He stares at the door for a long moment. No sound comes from within the cottage, although he knows it's inhabited. He checked. The door is closed, of course, there is no reason it would be open. He did not tell anyone he was coming. He did not even voice the thought aloud, holding the words in his throat so as not to lose them, not really believing he was really doing this until he Apparated in the small lonely path between the hills, barely enough of a road to let a car pass. The door is closed, but he realises he had been hoping it would be open, somehow waiting for him, welcoming him inside. He doesn't know whether he is welcome here or not. He doubts he is even wanted. But he needs to try.

He knocks more forcefully than he planned, his anxiousness transmitted to the painted, chipped wood through his closed fist. His nails dig half-crescent moons in his palms. He stopped biting them some time ago; that was a small self-harm, one he could control and stop, one less damage on his body. He forces himself to breathe in the salty wind, imagining how the waves must feel.

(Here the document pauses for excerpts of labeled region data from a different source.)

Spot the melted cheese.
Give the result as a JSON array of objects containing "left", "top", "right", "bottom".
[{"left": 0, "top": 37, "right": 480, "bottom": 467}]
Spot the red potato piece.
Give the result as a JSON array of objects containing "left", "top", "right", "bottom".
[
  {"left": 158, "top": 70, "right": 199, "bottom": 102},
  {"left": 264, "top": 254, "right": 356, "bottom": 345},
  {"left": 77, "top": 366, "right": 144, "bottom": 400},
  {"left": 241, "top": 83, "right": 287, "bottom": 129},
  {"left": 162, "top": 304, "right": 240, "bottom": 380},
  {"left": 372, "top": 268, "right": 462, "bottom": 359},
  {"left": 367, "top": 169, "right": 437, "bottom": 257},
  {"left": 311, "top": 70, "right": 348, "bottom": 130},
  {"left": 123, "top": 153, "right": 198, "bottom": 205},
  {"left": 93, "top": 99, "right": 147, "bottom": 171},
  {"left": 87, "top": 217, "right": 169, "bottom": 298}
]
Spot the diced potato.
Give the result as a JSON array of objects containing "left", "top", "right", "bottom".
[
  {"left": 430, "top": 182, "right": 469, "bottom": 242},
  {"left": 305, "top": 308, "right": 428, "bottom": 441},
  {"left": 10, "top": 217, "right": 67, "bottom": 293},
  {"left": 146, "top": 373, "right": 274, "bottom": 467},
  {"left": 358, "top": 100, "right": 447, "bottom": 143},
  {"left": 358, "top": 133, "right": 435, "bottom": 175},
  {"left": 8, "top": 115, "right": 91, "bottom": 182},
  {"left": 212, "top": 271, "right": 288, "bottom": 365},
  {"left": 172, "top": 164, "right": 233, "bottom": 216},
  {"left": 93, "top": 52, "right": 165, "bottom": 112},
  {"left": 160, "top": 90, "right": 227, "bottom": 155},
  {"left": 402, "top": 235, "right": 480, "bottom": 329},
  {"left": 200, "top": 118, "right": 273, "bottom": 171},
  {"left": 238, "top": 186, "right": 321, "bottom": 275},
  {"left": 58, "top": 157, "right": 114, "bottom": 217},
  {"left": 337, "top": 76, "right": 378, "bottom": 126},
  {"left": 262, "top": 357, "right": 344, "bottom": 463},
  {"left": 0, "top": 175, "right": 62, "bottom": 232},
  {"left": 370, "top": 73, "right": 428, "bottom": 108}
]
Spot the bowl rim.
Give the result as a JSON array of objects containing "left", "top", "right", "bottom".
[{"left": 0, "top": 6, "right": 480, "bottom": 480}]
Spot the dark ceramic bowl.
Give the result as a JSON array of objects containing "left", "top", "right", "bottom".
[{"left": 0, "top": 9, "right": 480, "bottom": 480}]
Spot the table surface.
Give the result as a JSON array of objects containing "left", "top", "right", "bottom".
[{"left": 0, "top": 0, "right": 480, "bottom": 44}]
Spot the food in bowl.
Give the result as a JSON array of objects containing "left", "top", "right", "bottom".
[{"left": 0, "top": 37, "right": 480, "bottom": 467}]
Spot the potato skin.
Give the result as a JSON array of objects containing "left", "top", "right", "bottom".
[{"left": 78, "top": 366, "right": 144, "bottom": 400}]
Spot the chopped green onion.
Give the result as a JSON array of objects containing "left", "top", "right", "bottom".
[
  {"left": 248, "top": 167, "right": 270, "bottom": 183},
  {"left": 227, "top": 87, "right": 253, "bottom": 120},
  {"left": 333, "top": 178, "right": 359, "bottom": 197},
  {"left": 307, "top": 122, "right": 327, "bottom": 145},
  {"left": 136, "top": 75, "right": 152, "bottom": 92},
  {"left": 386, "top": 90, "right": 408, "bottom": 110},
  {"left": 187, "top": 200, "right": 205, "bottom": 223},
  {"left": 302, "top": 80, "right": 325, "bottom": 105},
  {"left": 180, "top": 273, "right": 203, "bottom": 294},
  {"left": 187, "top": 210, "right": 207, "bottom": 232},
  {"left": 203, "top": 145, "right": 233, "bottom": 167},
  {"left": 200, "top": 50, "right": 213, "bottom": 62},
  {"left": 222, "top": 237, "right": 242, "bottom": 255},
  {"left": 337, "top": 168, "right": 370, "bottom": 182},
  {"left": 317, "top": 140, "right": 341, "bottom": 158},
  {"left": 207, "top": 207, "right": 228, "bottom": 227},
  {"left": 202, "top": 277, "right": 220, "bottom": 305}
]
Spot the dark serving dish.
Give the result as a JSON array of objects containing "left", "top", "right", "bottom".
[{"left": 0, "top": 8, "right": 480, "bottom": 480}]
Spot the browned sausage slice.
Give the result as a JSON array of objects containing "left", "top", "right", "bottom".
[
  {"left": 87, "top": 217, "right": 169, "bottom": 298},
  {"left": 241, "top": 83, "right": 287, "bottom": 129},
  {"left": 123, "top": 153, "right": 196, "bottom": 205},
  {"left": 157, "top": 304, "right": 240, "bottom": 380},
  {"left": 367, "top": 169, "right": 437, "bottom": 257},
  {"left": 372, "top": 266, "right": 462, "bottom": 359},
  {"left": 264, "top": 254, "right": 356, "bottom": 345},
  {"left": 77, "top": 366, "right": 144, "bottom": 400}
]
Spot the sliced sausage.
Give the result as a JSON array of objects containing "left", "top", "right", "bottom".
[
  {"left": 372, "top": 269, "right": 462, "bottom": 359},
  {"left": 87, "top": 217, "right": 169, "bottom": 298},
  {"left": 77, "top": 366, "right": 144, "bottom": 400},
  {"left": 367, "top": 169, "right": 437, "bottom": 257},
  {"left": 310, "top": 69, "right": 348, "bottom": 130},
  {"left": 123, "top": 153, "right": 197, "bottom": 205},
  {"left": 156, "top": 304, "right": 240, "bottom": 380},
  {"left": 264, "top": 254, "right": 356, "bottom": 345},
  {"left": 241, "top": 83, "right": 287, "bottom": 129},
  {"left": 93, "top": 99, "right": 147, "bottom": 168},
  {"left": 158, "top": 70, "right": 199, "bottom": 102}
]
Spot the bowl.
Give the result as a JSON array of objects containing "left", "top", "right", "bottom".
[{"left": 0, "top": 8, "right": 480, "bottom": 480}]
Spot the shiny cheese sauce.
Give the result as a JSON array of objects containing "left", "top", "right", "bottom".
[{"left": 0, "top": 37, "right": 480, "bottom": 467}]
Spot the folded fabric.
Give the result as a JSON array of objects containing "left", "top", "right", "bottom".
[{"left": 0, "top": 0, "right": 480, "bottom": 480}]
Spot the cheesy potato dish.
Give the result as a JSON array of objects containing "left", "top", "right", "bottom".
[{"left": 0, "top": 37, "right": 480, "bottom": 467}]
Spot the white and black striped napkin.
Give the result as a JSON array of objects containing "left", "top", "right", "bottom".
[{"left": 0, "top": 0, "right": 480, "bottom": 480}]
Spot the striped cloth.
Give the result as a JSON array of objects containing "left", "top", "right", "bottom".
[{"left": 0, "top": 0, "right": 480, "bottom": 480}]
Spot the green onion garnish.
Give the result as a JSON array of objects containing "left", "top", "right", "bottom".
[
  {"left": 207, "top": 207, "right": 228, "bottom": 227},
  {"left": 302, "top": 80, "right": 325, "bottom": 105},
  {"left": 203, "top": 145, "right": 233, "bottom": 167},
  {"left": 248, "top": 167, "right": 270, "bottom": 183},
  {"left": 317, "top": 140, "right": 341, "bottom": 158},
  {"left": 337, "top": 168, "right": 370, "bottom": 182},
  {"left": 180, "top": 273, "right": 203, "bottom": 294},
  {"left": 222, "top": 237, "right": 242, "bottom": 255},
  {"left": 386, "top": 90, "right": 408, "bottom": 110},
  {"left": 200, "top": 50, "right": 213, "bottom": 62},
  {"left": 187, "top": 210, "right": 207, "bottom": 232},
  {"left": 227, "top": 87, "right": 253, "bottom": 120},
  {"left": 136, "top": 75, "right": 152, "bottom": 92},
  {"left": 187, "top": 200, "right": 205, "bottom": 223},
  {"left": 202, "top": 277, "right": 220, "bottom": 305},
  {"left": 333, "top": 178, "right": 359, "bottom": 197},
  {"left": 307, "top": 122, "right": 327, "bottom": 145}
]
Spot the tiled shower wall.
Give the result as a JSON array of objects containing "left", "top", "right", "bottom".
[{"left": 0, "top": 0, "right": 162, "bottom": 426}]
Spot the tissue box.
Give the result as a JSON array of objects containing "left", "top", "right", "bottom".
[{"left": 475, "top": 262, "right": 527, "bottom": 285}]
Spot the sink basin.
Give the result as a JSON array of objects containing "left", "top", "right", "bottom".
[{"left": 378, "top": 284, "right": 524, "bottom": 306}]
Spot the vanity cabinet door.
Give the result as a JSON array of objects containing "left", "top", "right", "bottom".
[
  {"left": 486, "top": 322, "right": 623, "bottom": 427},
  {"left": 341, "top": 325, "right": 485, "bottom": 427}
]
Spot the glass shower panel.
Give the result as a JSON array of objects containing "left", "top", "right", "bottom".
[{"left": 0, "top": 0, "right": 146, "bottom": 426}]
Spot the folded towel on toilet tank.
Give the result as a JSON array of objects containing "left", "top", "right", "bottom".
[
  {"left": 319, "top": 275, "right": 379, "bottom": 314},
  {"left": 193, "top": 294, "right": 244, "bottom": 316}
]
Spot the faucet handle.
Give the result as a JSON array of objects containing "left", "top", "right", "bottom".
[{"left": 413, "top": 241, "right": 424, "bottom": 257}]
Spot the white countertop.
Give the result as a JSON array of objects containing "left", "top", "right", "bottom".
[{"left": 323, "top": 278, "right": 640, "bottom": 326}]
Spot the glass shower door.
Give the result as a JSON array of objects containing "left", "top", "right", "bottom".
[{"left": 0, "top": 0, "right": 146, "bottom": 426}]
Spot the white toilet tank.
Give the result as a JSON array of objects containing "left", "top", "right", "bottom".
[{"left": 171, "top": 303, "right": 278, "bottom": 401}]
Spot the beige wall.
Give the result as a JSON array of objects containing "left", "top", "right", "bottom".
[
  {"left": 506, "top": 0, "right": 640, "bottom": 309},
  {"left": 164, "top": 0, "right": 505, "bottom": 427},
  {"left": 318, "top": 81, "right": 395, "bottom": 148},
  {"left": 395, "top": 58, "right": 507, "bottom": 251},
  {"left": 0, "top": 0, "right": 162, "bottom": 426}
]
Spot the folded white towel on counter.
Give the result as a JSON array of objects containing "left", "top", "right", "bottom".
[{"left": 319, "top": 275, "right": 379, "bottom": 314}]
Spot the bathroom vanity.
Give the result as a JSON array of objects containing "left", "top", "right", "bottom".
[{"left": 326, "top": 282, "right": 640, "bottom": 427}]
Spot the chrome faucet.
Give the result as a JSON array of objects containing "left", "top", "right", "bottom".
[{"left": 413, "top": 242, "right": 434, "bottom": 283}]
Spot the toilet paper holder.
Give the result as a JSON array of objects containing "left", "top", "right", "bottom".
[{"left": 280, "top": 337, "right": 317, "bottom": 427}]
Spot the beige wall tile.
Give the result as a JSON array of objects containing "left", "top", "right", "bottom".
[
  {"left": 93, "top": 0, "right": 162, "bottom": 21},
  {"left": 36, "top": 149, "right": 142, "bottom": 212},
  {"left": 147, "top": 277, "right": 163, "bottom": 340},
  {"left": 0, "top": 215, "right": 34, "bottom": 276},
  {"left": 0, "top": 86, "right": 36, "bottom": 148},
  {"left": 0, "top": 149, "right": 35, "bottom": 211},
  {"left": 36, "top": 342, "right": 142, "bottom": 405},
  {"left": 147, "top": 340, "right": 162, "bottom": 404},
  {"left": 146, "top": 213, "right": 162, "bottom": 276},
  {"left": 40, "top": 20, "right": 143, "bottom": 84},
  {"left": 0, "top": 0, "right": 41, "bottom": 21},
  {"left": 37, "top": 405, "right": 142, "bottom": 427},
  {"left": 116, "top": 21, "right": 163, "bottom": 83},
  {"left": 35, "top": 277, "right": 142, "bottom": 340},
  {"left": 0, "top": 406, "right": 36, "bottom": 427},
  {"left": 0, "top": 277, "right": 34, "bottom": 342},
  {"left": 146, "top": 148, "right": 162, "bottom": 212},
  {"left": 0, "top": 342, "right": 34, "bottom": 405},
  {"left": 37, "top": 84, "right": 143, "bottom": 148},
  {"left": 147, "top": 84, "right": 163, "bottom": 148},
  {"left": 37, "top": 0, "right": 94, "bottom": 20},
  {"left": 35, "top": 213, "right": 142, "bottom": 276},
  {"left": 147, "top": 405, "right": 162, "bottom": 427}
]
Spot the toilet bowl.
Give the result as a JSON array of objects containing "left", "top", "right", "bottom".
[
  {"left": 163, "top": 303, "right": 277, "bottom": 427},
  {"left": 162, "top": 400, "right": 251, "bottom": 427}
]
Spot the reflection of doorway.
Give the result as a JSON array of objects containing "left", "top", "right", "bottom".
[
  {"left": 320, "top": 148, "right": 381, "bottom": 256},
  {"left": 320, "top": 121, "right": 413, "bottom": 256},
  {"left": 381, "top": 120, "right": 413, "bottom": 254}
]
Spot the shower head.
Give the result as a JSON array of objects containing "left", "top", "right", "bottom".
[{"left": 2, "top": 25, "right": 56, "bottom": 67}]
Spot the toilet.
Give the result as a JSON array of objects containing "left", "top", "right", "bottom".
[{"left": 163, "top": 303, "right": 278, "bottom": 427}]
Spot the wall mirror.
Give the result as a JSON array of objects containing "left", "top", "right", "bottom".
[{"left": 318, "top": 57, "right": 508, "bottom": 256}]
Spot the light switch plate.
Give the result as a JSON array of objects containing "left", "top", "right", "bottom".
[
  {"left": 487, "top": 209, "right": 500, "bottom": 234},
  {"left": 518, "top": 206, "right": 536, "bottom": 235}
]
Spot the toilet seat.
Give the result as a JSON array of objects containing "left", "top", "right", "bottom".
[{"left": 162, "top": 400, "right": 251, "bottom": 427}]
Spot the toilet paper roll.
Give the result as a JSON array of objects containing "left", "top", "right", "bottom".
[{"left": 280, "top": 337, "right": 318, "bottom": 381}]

Strong, moving, calm yet rushing, cyclic. Like the sleeping Earth's breathing. He rolls his shoulders and stuffs his shaking fists in the pockets of his leather jacket. His heart beats wildly, so much he feels his ribs won't be able to withstand the pressure much longer. He can already feel them cracking. When the door finally opens, he thinks, for a painful second, he is going to die on the spot.

He doesn't.

Remus looks old. Tired. There are lines over his mouth, at the corner of his eyes, bruises under the latter, white hairs amongst the brown ones. Sirius drinks him in, the scar over the bridge of his nose, the one on his cheekbone, the other that runs from his jaw to his collarbone and beyond – he knows them all; his palms remember. He drinks in the slump of his shoulders, the amber of his eyes, the wide array of emotions that cross his face when he sees Sirius. Surprise. Disbelief. Pain. Anger. Disbelief, again, followed by hurt, which retreats to his eyes, leaving the rest of his face carefully blank. They stare at each other, frozen, before Remus speaks first, always the brave one.

“Sirius.”

His voice is tired, too, hoarse and husky, like he has only had silence to speak to for so long the stillness has eaten the sound up. Sirius wants to say something, give Remus his name back, anything. He opens his mouth and nothing comes out. Remus watches him for a moment before stepping back and signalling him to come in with a tilt of the head. Sirius enters the house, shakes out of his jacket almost mechanically, suspends it on the coat hanger and follows Remus into the kitchen. The kettle is already on the stove. He stays at the entrance, looking at the other man opening cupboards and getting cups and saucers out.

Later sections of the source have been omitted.